Американец покорно встал и пересел на другую кровать. Петр бросился на одеяло и зарылся лицом в подушку. «Спать! Спать!» — старался приказать он сам себе. Но сон не шел.

Через несколько минут он почувствовал на своем плече руку.

— Мистер Николаев… вы спите?

Это был неуверенный, робкий голос доктора Смита.

— Нет, — сухо ответил Петр, не поднимая головы.

— Извините, — голос стал тише, это был уже почти шепот. — У вас нет ничего выпить?

— Я не пью соки! — уже совсем грубо ответил Петр.

— Не сок, нет!

Американец словно не замечал грубости:

— Мне нужен алкоголь!

От неожиданности Петр поднял голову.

— Алкоголь, — умоляюще повторил Спит. — Немного. Мне много не надо. Я ведь не пью.

Он был жалок.

— Возьмите джин. Там, рядом с Бобом. Если только он его весь не выпил.

Американец отошел. Петр слышал, как он шарит в темноте.

— Как бы не напороться на змею, — неожиданно громко сказал доктор Смит. — Вы ведь не спите, мистер Николаев? Здесь страшные змеи — маленькие, черные. Их называют «пятиминутки». Но это неверно. От их укуса умирают не через пять минут, а через десять… секунд!

Он странно рассмеялся.

Петр поднял голову.

В лунном свете была видна высокая фигура, удаляющаяся к темневшему вдали силуэту лендровера. Затем хлопнула дверца машины. Взревел мотор.

ГЛАВА 24

Было еще темно, когда Петра растолкал австралиец.

— Вставай! Ну вставай! — негромко повторял он, словно боясь кого-то потревожить.

— Что?

Петр открыл глаза.

Под навесом было темно, но снаружи все уже стало чуть сероватым. И на этом мерцающем фоне Петр увидел фигуру Элинор и понял: произошло несчастье.

Он поспешно вскочил:

— Что-нибудь случилось?

Роберт указал глазами на кровать, предназначенную для Смита: она был пуста.

— Что-нибудь с доктором? Где он?

Петр взглянул в сторону лендровера: машины на месте не было.
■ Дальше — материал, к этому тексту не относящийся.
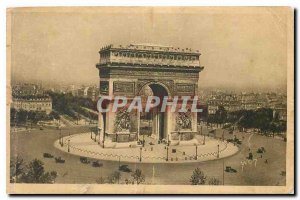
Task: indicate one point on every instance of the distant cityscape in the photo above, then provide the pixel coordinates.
(33, 96)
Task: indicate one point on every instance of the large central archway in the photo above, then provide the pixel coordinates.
(154, 123)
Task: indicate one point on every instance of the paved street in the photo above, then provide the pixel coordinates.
(33, 144)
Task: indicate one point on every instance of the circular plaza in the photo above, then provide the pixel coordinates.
(200, 149)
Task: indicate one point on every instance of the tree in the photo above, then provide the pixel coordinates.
(37, 174)
(221, 115)
(138, 177)
(214, 181)
(114, 177)
(198, 177)
(17, 168)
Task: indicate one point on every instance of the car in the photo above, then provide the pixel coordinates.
(229, 169)
(124, 168)
(47, 155)
(84, 160)
(97, 164)
(59, 160)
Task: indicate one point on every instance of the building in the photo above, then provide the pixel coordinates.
(38, 103)
(166, 71)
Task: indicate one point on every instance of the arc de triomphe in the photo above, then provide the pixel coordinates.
(128, 71)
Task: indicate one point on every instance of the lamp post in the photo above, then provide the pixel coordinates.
(143, 140)
(99, 130)
(196, 157)
(59, 135)
(141, 154)
(69, 145)
(167, 153)
(223, 136)
(62, 140)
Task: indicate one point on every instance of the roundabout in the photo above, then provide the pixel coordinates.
(197, 150)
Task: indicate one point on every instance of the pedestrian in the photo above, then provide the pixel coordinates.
(266, 161)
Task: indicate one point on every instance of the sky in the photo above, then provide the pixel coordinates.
(240, 47)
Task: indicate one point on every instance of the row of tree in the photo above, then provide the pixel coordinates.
(20, 117)
(72, 105)
(33, 172)
(199, 178)
(263, 119)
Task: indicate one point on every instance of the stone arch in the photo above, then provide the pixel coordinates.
(155, 83)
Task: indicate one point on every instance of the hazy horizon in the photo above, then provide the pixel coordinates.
(241, 48)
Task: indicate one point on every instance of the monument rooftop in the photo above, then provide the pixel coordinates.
(149, 54)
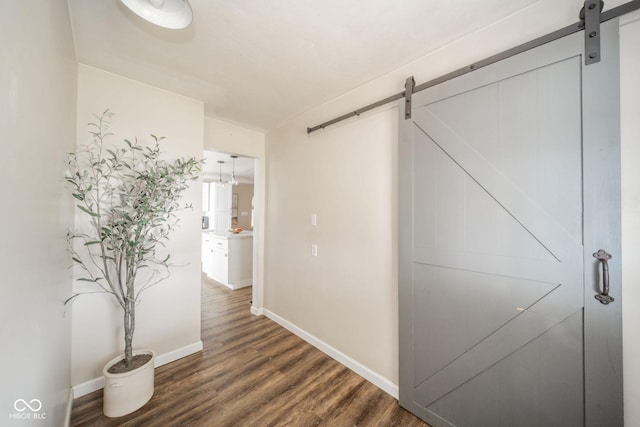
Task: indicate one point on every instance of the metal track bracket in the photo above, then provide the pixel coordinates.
(590, 15)
(408, 91)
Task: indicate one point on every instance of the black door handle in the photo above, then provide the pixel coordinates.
(603, 257)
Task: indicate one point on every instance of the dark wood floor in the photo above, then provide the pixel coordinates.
(252, 372)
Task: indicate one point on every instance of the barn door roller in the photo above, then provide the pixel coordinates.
(590, 17)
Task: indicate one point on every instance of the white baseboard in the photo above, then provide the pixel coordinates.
(67, 415)
(179, 353)
(95, 384)
(87, 387)
(381, 382)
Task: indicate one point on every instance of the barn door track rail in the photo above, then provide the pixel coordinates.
(591, 16)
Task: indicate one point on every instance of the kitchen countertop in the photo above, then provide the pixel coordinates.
(228, 235)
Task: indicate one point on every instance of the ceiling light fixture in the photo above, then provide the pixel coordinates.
(220, 182)
(173, 14)
(234, 180)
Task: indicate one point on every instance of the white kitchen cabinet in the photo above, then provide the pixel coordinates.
(228, 258)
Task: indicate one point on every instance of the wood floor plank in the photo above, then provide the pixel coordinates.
(252, 372)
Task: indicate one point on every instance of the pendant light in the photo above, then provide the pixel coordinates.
(173, 14)
(220, 182)
(234, 180)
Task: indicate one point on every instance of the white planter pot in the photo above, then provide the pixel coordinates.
(127, 392)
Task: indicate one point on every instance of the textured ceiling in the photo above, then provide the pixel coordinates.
(258, 63)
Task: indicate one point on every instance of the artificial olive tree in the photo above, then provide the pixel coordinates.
(130, 197)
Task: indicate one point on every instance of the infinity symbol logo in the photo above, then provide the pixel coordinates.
(21, 405)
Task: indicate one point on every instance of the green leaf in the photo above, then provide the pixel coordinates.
(83, 209)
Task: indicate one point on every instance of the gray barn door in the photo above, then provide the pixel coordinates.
(509, 182)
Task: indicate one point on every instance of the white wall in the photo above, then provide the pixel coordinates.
(37, 129)
(168, 318)
(235, 139)
(630, 112)
(346, 297)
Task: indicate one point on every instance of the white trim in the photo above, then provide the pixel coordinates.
(378, 380)
(179, 353)
(67, 415)
(95, 384)
(87, 387)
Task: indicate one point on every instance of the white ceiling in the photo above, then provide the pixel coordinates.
(258, 63)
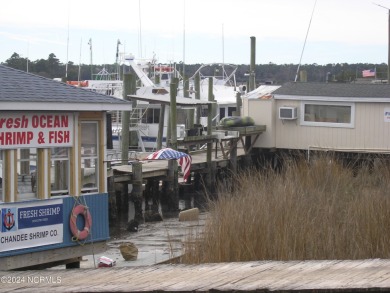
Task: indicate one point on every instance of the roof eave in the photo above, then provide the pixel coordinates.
(333, 99)
(54, 106)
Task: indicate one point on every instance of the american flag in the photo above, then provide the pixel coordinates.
(185, 160)
(368, 73)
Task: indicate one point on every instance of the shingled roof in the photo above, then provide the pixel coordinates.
(20, 90)
(346, 90)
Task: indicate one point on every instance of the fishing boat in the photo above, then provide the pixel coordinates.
(154, 79)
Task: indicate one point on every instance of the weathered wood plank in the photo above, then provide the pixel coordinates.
(336, 275)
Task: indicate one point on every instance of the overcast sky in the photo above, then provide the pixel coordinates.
(197, 31)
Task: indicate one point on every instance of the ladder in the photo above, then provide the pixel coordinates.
(136, 115)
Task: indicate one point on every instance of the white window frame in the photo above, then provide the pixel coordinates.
(327, 124)
(65, 160)
(33, 157)
(90, 158)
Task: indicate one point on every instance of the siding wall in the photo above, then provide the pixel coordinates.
(370, 133)
(263, 113)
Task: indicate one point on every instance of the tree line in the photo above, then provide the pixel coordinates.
(265, 73)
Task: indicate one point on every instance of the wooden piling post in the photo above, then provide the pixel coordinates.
(197, 97)
(160, 133)
(173, 115)
(252, 76)
(136, 193)
(209, 132)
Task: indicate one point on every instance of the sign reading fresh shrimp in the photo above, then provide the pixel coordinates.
(36, 130)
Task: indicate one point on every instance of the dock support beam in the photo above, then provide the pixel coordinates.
(136, 193)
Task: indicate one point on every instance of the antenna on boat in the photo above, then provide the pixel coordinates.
(90, 53)
(303, 49)
(67, 48)
(184, 38)
(81, 44)
(388, 46)
(140, 30)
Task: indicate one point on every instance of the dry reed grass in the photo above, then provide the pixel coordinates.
(321, 210)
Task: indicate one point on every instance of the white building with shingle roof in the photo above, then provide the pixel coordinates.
(53, 191)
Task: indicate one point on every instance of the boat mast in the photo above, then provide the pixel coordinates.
(116, 60)
(90, 53)
(303, 49)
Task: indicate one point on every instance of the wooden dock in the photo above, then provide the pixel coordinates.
(371, 275)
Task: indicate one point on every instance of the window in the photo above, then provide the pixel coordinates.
(89, 157)
(27, 173)
(328, 114)
(59, 171)
(151, 116)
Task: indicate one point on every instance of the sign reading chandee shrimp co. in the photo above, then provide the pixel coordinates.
(35, 130)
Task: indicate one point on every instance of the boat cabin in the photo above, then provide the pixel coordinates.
(53, 186)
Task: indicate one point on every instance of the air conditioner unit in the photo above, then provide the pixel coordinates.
(288, 113)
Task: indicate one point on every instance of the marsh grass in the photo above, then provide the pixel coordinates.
(317, 210)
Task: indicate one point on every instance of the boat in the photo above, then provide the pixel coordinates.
(154, 79)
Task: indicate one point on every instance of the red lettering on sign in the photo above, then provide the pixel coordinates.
(16, 138)
(59, 136)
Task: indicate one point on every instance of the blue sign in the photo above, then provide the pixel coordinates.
(38, 216)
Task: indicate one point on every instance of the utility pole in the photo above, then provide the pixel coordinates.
(116, 60)
(388, 42)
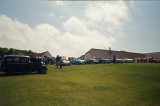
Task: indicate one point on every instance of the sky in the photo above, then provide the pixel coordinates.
(71, 28)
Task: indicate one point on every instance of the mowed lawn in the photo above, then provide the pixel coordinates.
(132, 84)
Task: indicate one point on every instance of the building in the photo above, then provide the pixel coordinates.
(153, 55)
(46, 57)
(100, 53)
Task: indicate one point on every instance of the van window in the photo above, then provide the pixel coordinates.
(9, 59)
(16, 59)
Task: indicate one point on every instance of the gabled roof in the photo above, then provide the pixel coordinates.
(96, 53)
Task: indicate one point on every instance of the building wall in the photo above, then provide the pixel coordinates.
(154, 55)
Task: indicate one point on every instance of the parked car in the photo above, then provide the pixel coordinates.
(128, 60)
(108, 60)
(66, 63)
(119, 60)
(78, 61)
(18, 63)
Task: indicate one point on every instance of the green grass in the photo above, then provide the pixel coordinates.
(134, 84)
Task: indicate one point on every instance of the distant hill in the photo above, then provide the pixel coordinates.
(12, 51)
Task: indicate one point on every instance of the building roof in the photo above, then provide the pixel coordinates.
(41, 54)
(96, 53)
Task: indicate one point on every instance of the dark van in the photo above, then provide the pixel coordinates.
(19, 63)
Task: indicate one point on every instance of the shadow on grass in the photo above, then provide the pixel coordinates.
(16, 74)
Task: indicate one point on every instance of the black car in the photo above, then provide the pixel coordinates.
(18, 63)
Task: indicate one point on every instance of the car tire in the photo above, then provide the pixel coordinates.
(10, 72)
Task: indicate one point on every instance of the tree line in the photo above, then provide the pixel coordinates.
(12, 51)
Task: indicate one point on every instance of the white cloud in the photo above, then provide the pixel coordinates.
(100, 27)
(109, 15)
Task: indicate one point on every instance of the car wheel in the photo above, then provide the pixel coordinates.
(10, 72)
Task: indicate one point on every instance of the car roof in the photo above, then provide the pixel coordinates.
(15, 56)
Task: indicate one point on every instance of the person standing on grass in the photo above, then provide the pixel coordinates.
(57, 60)
(60, 62)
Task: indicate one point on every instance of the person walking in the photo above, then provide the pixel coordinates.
(114, 59)
(60, 62)
(57, 60)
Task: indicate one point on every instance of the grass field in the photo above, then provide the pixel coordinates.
(135, 84)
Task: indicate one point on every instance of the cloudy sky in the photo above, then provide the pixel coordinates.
(71, 28)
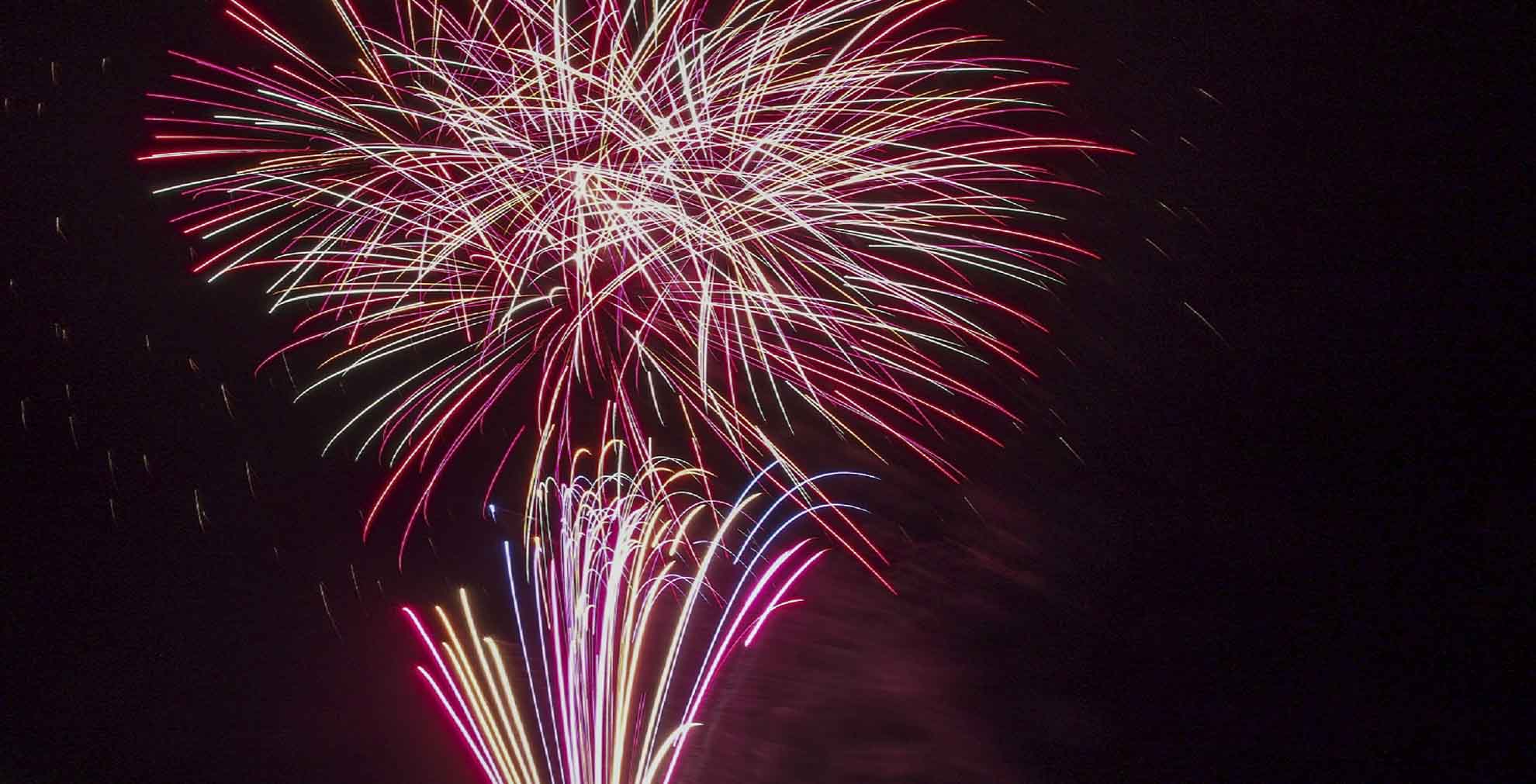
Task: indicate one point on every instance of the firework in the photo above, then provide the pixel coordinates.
(711, 215)
(631, 592)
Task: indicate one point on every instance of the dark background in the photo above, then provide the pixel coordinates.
(1292, 548)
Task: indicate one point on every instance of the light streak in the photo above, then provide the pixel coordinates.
(790, 208)
(625, 572)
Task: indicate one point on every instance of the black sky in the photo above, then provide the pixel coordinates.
(1292, 550)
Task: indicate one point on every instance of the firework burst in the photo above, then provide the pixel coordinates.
(635, 591)
(714, 215)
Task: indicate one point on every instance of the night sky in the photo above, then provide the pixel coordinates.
(1286, 539)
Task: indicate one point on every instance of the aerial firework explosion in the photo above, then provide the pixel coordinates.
(628, 613)
(711, 215)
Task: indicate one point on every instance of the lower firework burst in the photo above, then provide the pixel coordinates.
(631, 594)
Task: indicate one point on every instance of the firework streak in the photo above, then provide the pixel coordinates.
(710, 213)
(627, 614)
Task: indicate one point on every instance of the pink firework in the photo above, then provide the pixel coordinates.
(722, 216)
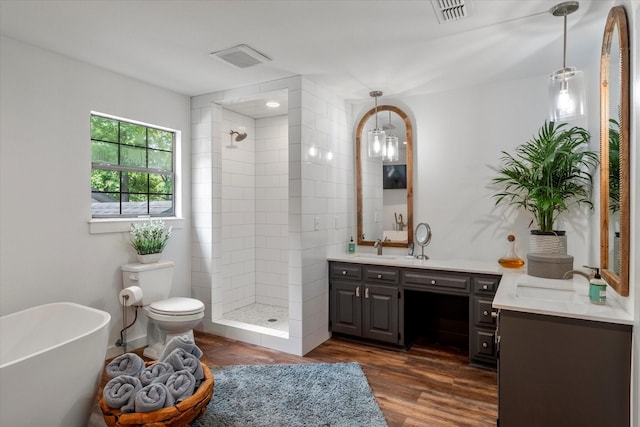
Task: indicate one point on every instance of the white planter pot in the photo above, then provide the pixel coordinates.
(149, 258)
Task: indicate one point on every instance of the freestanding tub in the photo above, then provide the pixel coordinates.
(51, 361)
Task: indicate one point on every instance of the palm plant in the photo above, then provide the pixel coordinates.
(548, 174)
— Доктор уехал… Его вызвали ночью. Где-то в соседнем племени… заболела женщина. Доктор Смит сказал мне, что вернется дня через два-три…

Австралиец закашлялся, и Петру показалось, что он старается скрыть растерянность.

— Нам лучше выехать пораньше — не так жарко будет в дороге.

— А мисс Карлисл? Разве она не останется здесь? — Петр вопросительно посмотрел на австралийца и кивнул в сторону Элинор.

— Из Каруны я вернусь в Луис самолетом, — сказала она глухим, бесцветным голосом, повернулась и решительно пошла в ту сторону, где они вчера поставили «пежо».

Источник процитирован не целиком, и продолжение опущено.